Rao: Let me give you more of a contextual answer for that. If we look at a brain, and we look at parts of it, there’s the ability to process the visual environment, to segment it. Those are plants. That’s a sidewalk. That’s a light. That’s one aspect. That’s what we’re doing today. What we call AI is really processing complex data and simplifying it into things that are potentially actionable. When I build a self-driving car I segment where roads are, where pedestrians are, and feed that into some more declarative coding. “If child in front of me, apply brakes.”
The next level of AI is continually learning and being attached to the environment. As a neuroscientist, this was something I studied. If I want to accomplish a movement, take my hand and move it to this point in space, I have to figure out what motor command needs to be sent, and actually predict what the sensory consequences will be. What will it look like to my eyes and feel like to the sensors in my arm when it achieves that position? If there’s a mismatch, something wrong happened. How do I fix that mismatch? I learn that from my mistakes.
It’s a continually evolving loop of action, environment, consequence, and learning. That’s where we want to get to. I do believe that to get to full autonomy for a robot in the world – which is what an autonomous car is – we probably do need to solve some of those problems. We’re not quite there yet.

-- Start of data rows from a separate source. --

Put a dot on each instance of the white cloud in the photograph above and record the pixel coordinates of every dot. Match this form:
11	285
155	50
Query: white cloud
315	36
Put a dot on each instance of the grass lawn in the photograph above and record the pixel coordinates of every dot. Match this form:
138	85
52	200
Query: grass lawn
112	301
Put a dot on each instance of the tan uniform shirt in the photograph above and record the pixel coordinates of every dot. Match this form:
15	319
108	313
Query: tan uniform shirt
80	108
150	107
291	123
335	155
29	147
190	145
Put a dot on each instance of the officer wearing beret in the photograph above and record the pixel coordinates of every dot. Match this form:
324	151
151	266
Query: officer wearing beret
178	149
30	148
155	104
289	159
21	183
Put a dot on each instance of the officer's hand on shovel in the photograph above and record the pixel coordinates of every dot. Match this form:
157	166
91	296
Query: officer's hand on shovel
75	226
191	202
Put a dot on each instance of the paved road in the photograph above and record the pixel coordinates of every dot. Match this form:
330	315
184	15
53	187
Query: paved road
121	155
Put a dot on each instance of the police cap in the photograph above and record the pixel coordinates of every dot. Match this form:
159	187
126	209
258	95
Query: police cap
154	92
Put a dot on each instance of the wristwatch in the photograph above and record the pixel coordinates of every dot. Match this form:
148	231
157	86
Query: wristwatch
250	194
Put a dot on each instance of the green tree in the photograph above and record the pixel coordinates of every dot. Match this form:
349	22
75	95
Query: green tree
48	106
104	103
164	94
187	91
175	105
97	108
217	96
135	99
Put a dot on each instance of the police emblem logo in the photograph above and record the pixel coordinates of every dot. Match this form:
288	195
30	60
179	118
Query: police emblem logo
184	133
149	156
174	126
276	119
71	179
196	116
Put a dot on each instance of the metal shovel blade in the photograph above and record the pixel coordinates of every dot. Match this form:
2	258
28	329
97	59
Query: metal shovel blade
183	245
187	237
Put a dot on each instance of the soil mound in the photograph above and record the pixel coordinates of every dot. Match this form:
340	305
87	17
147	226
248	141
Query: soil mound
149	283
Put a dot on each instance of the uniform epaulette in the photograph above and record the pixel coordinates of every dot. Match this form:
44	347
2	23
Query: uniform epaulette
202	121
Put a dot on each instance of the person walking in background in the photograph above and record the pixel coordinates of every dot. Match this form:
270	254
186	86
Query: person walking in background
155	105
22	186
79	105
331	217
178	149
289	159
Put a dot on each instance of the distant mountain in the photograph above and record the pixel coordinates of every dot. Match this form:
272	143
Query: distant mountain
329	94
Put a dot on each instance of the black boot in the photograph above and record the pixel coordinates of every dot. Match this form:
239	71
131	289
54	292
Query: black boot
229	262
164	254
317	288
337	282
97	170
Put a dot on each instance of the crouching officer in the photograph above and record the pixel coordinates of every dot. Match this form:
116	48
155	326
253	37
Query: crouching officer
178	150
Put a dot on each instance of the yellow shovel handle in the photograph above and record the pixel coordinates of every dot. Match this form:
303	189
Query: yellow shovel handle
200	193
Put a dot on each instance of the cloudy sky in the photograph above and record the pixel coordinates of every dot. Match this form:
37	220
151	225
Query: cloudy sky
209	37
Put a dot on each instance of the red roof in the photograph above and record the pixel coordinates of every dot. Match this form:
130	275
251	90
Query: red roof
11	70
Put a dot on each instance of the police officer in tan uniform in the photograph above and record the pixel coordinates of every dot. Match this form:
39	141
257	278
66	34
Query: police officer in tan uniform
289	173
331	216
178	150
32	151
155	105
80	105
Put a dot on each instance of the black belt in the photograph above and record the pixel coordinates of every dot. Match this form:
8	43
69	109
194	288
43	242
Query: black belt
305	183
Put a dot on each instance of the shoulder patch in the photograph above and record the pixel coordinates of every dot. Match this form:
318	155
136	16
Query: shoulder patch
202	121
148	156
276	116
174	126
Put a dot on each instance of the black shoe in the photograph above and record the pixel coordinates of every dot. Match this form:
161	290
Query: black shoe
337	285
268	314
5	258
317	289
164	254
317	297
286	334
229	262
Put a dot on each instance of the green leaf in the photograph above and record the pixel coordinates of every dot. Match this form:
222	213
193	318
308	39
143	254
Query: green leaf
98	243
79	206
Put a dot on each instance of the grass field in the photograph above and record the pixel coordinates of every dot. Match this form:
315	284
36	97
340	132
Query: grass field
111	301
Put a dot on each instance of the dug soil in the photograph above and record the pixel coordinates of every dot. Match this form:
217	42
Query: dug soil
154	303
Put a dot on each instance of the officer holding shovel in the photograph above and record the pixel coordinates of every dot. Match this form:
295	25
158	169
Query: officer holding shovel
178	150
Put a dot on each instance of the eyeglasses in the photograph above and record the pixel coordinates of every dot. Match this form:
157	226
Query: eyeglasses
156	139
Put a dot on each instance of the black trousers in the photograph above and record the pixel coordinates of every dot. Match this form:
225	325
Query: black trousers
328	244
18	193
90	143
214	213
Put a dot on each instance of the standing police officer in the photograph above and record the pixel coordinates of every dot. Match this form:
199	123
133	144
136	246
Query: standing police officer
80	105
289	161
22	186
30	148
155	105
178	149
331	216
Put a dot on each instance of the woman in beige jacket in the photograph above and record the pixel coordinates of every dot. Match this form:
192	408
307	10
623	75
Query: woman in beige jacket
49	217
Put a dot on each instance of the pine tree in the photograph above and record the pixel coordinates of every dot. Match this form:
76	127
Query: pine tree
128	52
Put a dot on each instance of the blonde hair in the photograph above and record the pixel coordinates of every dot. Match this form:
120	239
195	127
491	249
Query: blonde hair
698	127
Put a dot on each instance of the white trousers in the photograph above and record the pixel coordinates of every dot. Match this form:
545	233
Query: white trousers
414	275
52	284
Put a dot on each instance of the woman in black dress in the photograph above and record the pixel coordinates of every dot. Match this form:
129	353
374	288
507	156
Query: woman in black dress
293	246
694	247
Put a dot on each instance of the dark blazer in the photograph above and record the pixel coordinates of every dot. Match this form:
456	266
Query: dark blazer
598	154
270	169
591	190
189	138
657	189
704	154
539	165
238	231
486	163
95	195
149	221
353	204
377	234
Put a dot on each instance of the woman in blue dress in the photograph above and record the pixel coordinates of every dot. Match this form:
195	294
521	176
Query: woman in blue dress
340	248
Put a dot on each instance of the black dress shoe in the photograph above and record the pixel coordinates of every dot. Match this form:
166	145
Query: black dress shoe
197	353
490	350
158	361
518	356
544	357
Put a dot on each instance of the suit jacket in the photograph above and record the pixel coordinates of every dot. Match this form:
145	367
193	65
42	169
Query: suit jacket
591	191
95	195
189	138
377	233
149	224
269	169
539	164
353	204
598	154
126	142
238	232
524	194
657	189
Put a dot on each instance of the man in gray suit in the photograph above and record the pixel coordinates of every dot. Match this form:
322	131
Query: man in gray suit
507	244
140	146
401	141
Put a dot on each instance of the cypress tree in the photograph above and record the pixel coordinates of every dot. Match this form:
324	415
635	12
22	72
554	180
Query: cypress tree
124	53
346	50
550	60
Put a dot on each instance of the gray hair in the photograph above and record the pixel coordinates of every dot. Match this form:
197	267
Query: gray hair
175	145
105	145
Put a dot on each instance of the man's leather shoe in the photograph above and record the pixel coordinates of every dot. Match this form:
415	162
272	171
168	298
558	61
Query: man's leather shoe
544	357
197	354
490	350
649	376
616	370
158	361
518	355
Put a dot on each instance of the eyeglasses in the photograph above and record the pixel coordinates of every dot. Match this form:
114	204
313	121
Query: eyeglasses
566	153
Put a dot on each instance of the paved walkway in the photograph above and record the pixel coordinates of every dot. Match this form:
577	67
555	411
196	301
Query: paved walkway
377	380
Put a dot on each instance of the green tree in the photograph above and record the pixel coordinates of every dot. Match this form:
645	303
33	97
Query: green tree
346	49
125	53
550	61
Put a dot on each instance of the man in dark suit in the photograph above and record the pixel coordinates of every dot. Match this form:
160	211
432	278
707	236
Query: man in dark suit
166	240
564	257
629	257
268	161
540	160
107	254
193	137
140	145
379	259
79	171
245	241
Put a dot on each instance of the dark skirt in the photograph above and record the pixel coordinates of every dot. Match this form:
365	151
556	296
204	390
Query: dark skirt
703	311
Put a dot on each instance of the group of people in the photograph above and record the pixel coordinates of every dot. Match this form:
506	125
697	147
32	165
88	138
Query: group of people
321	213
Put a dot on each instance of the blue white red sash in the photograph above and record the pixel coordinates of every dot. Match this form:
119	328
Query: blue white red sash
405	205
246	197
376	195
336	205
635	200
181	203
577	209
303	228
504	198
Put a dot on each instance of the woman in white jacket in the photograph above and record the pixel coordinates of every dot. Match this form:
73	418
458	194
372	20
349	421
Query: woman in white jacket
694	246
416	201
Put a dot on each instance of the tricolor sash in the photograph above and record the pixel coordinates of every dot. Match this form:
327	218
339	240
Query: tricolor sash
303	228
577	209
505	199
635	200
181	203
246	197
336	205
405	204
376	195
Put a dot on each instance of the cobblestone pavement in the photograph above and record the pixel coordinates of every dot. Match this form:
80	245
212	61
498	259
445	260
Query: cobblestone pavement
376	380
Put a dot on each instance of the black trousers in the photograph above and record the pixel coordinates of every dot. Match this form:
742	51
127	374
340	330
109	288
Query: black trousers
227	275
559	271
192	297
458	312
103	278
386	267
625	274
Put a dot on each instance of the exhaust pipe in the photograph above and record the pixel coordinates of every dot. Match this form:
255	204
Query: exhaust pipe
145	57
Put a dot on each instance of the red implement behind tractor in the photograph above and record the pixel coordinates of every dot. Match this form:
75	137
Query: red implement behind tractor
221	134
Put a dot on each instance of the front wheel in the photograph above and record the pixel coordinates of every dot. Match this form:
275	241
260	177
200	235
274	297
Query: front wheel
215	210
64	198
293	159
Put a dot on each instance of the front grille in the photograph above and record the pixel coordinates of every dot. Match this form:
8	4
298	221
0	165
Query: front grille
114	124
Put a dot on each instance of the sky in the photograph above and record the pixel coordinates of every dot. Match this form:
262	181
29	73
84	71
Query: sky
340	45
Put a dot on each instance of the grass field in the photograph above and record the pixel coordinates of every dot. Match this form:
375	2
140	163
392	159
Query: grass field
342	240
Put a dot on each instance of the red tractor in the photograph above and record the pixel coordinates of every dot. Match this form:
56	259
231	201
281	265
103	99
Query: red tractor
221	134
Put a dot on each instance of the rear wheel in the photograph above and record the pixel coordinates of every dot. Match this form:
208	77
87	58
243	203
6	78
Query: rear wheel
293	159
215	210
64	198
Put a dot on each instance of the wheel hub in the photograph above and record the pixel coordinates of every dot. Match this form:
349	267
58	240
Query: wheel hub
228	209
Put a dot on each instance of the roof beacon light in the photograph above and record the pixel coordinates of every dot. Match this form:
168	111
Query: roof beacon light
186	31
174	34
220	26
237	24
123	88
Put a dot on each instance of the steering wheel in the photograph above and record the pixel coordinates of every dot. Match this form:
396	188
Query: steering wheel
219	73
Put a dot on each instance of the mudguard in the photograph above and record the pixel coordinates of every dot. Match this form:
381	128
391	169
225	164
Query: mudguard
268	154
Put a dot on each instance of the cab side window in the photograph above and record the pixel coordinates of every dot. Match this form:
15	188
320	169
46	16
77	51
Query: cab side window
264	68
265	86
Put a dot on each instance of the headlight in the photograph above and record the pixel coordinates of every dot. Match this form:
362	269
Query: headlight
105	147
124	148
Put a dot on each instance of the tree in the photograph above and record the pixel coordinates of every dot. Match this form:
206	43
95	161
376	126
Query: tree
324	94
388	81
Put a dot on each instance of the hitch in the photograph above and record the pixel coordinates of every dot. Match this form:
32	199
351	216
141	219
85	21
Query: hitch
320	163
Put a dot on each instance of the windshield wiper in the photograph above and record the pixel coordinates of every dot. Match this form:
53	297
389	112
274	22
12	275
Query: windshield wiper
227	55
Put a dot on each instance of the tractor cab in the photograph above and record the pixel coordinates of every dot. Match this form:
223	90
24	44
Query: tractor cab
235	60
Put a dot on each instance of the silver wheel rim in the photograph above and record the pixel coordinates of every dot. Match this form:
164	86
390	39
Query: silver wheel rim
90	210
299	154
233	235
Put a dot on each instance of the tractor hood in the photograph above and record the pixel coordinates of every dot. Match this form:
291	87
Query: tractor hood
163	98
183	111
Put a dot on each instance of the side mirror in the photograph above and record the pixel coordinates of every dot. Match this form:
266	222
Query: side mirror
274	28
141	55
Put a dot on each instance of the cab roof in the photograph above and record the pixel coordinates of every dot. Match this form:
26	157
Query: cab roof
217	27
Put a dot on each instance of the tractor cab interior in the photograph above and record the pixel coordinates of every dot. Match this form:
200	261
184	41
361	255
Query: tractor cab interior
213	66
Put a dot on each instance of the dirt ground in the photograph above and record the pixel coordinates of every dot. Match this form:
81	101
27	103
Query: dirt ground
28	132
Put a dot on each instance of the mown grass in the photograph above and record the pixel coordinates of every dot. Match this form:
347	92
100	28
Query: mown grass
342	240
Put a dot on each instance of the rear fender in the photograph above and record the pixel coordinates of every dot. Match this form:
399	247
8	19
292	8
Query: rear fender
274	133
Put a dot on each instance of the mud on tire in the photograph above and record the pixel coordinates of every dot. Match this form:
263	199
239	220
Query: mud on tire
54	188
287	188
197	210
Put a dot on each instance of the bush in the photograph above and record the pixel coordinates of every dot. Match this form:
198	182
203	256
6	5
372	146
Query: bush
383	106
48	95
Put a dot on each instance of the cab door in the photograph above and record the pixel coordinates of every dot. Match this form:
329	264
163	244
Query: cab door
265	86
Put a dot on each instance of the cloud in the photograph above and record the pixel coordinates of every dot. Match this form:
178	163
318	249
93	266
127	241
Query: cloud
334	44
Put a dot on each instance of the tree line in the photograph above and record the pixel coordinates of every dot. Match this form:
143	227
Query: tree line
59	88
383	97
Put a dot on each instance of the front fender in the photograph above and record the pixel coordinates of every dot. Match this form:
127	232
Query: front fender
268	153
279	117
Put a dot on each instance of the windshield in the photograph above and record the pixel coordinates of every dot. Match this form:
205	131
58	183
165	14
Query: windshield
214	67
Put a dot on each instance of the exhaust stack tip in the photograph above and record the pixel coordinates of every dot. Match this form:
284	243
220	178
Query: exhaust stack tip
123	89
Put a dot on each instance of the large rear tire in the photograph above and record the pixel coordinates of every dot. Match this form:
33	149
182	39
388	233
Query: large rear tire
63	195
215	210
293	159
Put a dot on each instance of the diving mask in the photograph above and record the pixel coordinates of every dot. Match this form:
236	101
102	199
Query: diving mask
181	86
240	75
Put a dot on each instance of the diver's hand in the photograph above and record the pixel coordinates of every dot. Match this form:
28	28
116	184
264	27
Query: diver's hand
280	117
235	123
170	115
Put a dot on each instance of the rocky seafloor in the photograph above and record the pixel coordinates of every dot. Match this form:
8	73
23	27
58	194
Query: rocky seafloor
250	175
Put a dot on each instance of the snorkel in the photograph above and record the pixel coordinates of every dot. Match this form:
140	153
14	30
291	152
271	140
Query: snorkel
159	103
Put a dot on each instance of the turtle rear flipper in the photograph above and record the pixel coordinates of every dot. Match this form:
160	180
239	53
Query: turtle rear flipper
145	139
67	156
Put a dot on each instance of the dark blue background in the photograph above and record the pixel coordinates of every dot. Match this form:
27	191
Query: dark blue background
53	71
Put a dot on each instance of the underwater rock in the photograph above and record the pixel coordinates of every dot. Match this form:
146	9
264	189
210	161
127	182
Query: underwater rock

VentureBeat: Back in the data center, what kind of solution makes sense as far as supporting the processing that happens in the car?
Rao: The data center you think of as the aggregation point. The car needs to act in a short amount of time. It can’t send things all the way back. It’s going to have inference running there very efficiently and with very low latency constraints. That data is all collected — maybe even collapsed down, doing some first-level processing – and you send it back to the cloud. Multiple cars driving on a road might see an accident or a pothole or something. That can all be transmitted back to the cloud. “At this point in the road there’s a pothole,” and all cars will know how to avoid it.
That’s a great example of how we can do collective learning. The cloud is an essential part because it’s the aggregation point.
VentureBeat: I guess the easy to way to explain it is the car sees a limited area around it, whereas the data center has the entire map of the world?
Rao: We do the same thing as humanity, right? Each human can only experience so much of the world, but we read books. We go to university. We learn from the collective experience of many others. We do that through books and learning, but that’s quite a slow process. If we could do that much faster, just download all those experiences directly, we’d have something new.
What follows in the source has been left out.